My last life ended with screams and darkness. I have been born into another. I choose, in this life, to walk within the light.

Soft Voices

Soft voices lull me from my darkness
Pressing into the quiet places where visions tread
The ephemeral fades as the theater of my mind winds down
My eyelids; curtains holding back the day
Soft voices call to me
My world is suddenly shaken
Violent tremors from either side of me
My eyes jolt open as I hear the shrieks
Soft voices giggling
Good Morning Daddy

Ages of Eternity

Were I wrought from the star-stuffs
So I could outlast the ages;
The ever-sea of time and space reverbs with myriad outcomes,
of decisions made and remade;
The memories of each, tattood upon my mind.
I have been created and destroyed;
built again of adamantine bones,
And still I struggle against the tides of eternity.

Not Visible

My tattoos are not visible
the images exist, though not extant.
Tattos and scars tend to tell stories,
both on the surface and etched on our being.
We all have such stories; writ as memories
Those we choose to, or not to share.
My tattoos are not visible,
but my stories are still there.
I see your ink and wonder,
What does it say to you, that I don’t see?
When you see my ink-naked flesh,
Do you wonder:
What does it mean?

A Part of You Dies

I stuggle to find the words
To describe this hollow shell of a feeling;
Full of both sorrow and hope.

Imagine that you’re a parent of a kidnap victim,
You hold out all hope to one day see them again, safe and whole.
But at the same time, you must harden your heart.

Encase it with tungsten,
Because they may be forever lost.
And you still have to wake up.

You can’t grieve. That the worst of it.
With death you can go through all the dregs of your emotions;
Go through the stages.

But you can’t grieve what isn’t fully gone.
What are you supposed to do with this?
They’re still out there.

You must live on in this meta-state; endure.
Not at first, of course.
At first you are reduced to a sort of gelatin.

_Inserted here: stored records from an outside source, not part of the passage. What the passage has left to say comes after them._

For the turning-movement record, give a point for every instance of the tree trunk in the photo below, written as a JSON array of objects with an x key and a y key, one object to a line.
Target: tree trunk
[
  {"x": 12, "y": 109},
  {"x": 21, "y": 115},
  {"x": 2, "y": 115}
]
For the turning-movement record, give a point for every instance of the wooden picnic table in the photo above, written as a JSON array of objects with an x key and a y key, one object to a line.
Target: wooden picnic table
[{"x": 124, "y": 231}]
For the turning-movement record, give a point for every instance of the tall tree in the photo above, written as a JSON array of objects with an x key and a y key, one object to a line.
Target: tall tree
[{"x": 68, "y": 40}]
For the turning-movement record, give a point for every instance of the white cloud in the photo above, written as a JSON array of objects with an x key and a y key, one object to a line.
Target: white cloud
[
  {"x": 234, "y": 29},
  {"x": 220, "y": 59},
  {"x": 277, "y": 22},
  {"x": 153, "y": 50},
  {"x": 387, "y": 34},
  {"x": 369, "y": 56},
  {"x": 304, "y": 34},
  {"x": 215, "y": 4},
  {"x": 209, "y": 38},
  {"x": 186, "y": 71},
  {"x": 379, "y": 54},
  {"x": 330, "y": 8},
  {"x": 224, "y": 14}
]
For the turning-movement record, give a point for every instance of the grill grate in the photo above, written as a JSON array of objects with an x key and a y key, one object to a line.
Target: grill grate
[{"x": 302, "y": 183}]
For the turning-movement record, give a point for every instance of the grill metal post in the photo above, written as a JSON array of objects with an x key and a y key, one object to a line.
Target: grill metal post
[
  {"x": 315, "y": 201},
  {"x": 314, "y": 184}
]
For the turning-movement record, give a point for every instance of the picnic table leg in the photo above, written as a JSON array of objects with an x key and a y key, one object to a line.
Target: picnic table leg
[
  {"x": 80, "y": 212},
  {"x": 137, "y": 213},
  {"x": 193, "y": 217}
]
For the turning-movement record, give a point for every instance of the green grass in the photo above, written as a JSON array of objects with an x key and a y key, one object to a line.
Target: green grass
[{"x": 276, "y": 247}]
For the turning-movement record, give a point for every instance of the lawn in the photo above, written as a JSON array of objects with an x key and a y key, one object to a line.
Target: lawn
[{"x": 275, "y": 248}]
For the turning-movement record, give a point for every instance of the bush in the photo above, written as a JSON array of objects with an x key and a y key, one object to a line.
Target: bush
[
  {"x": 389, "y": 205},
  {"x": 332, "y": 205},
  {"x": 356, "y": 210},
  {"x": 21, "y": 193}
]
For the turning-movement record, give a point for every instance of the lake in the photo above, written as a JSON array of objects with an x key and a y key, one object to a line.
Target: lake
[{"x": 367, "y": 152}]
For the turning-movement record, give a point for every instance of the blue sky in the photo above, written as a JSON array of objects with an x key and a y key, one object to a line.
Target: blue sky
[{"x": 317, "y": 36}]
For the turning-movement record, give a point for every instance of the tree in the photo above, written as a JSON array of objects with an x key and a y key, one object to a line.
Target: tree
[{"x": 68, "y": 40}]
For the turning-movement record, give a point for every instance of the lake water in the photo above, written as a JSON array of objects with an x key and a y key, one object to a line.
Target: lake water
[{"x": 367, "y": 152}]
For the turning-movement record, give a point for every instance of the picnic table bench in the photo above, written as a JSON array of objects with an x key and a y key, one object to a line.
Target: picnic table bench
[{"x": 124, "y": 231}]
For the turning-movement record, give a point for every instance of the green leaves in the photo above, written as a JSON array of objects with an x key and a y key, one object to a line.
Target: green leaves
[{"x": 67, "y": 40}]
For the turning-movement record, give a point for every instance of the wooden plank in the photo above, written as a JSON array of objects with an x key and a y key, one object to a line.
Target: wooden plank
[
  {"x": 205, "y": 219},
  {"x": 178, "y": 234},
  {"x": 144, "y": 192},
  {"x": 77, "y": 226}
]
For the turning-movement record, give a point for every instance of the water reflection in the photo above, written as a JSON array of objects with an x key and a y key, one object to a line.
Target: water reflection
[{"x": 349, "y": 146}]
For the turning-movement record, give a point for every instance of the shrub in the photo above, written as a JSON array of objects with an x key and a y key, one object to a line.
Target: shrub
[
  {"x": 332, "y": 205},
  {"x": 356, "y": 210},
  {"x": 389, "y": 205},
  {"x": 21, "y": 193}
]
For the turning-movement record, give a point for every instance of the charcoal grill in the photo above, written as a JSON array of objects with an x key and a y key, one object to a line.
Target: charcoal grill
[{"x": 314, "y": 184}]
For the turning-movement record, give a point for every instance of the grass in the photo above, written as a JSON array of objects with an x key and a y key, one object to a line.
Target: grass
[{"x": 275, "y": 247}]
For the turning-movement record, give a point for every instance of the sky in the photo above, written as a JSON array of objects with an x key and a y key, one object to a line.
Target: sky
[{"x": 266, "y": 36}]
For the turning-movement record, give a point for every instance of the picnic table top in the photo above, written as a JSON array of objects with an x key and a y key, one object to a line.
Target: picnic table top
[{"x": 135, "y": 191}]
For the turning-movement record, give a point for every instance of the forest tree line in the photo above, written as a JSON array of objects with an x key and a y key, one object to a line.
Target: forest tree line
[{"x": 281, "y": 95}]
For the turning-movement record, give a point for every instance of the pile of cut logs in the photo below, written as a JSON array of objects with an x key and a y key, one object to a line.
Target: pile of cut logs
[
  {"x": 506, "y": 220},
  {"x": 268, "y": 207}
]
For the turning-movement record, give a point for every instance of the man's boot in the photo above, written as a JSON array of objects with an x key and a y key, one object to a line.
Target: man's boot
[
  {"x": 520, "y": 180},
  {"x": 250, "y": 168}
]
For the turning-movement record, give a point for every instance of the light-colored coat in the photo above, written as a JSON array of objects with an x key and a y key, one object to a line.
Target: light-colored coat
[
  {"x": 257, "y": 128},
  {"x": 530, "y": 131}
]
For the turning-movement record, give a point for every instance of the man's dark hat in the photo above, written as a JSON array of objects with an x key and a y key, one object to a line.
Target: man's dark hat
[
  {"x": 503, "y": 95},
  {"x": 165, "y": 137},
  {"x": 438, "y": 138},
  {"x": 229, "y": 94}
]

A jelly of fear, rage, and tears.
But when you go on long enough, and you aren’t any close;
You aren’t finding them, not holding them.

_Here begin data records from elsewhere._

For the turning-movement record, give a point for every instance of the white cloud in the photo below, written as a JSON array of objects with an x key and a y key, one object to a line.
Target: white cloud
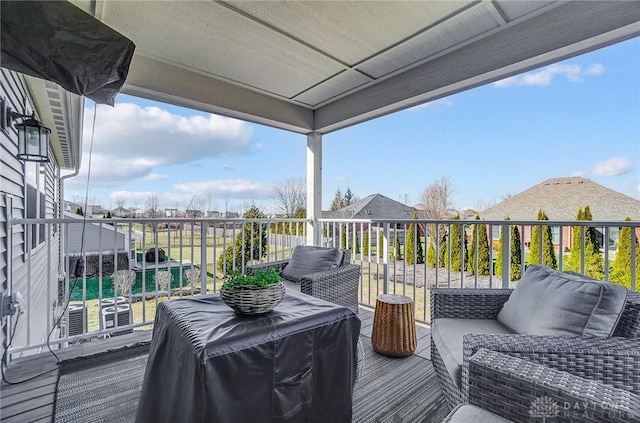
[
  {"x": 155, "y": 177},
  {"x": 544, "y": 76},
  {"x": 228, "y": 188},
  {"x": 612, "y": 167},
  {"x": 130, "y": 141}
]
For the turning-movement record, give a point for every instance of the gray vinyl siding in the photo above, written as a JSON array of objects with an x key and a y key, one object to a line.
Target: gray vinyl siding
[{"x": 34, "y": 273}]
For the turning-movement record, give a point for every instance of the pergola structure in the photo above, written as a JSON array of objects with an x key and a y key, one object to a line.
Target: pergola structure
[{"x": 313, "y": 67}]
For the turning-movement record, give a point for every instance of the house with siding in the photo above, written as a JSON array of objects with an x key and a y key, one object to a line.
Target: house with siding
[
  {"x": 35, "y": 190},
  {"x": 374, "y": 206},
  {"x": 561, "y": 198}
]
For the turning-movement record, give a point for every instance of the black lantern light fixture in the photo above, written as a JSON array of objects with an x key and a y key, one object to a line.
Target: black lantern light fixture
[{"x": 33, "y": 136}]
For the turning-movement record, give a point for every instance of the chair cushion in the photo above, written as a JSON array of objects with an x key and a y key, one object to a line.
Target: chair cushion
[
  {"x": 447, "y": 337},
  {"x": 467, "y": 413},
  {"x": 548, "y": 302},
  {"x": 308, "y": 259}
]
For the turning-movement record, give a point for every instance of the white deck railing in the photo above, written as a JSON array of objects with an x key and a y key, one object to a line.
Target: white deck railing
[{"x": 68, "y": 303}]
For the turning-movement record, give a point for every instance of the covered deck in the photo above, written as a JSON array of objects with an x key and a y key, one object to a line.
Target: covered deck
[{"x": 390, "y": 390}]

Eventually that coagulated mass calcifies.
A part of you dies then;
Maybe the best part.

Was it your hope?
No, not fully.
You keep waking up, still in a half-life.

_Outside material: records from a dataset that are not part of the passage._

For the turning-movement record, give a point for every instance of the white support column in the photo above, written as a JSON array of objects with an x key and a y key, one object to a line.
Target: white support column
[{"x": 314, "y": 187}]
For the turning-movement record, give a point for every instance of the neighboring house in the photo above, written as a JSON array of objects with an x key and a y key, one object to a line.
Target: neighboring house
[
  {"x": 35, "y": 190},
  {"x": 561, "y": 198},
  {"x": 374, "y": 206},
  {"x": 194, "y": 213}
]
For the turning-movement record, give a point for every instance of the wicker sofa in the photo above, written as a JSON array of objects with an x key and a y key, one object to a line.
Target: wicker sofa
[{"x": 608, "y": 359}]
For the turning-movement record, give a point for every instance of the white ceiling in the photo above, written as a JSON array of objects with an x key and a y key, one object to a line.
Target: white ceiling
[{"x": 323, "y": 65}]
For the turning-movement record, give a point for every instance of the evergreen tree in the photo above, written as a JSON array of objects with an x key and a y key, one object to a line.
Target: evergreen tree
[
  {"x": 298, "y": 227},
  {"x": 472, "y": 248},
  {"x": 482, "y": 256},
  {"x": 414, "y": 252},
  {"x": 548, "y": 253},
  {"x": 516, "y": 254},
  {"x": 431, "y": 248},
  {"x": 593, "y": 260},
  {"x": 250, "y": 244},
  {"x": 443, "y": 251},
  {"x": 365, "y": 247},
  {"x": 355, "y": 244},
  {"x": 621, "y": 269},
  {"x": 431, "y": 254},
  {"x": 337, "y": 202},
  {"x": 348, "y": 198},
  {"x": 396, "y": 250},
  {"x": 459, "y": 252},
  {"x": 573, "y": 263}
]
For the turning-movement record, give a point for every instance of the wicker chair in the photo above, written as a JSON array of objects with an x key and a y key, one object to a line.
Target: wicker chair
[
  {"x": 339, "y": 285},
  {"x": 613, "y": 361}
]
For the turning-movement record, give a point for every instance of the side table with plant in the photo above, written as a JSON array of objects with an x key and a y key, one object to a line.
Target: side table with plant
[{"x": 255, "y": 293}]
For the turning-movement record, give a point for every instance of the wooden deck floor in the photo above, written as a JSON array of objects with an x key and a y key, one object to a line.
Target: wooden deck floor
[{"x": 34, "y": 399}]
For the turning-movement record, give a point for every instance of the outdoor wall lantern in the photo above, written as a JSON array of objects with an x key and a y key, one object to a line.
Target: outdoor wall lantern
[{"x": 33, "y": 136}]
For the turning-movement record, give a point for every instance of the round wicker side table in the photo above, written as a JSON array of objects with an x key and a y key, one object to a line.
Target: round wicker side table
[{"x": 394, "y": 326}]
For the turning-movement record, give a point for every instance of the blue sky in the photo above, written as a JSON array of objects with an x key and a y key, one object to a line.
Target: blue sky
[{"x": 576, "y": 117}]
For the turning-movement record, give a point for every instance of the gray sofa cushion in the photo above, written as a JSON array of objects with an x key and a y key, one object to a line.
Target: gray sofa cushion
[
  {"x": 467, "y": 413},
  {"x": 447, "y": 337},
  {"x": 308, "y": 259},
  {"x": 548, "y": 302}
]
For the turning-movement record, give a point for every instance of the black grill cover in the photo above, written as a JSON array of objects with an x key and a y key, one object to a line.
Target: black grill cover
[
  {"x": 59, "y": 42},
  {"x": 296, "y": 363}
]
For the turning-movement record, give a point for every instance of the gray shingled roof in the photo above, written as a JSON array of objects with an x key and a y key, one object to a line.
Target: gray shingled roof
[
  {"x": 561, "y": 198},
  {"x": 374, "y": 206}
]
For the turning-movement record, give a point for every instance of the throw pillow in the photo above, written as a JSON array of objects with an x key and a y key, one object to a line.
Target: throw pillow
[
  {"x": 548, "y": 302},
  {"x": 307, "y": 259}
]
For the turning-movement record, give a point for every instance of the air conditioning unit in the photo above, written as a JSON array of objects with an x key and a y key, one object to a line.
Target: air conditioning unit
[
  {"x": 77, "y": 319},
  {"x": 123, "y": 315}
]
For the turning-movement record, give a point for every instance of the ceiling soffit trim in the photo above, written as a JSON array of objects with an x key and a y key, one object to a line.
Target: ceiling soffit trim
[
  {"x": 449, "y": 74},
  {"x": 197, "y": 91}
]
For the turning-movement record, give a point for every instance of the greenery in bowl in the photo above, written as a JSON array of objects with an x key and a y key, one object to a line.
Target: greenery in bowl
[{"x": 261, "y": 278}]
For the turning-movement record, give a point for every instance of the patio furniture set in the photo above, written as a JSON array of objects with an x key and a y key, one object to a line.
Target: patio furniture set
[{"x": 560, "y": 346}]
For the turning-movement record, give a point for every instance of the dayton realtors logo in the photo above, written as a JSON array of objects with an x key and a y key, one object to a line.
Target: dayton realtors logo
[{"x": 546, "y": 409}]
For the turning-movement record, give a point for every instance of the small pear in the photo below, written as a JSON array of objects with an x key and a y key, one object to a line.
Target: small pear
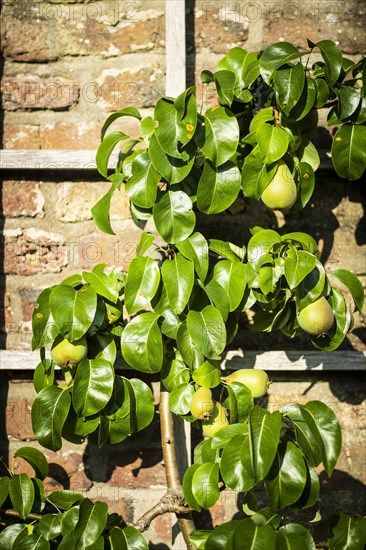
[
  {"x": 202, "y": 404},
  {"x": 317, "y": 318},
  {"x": 281, "y": 193},
  {"x": 68, "y": 354},
  {"x": 217, "y": 421},
  {"x": 254, "y": 379}
]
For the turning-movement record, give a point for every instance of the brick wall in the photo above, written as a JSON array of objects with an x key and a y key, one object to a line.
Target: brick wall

Your thoughts – always with them.
Are they okay?
Do they remember me?

You can’t completely surrender to those thoughts.
Lest your adamant shell crack,
Forcing you into the jelly pool one again.

No, you can only give in when you’re strong;
Whenyou have someone, or something, to bring you back.
Back from the brink.

So I must make each day a strong one.
I will harden my heart.
Encase it within tungsten;
Until the day they come to melt it once more.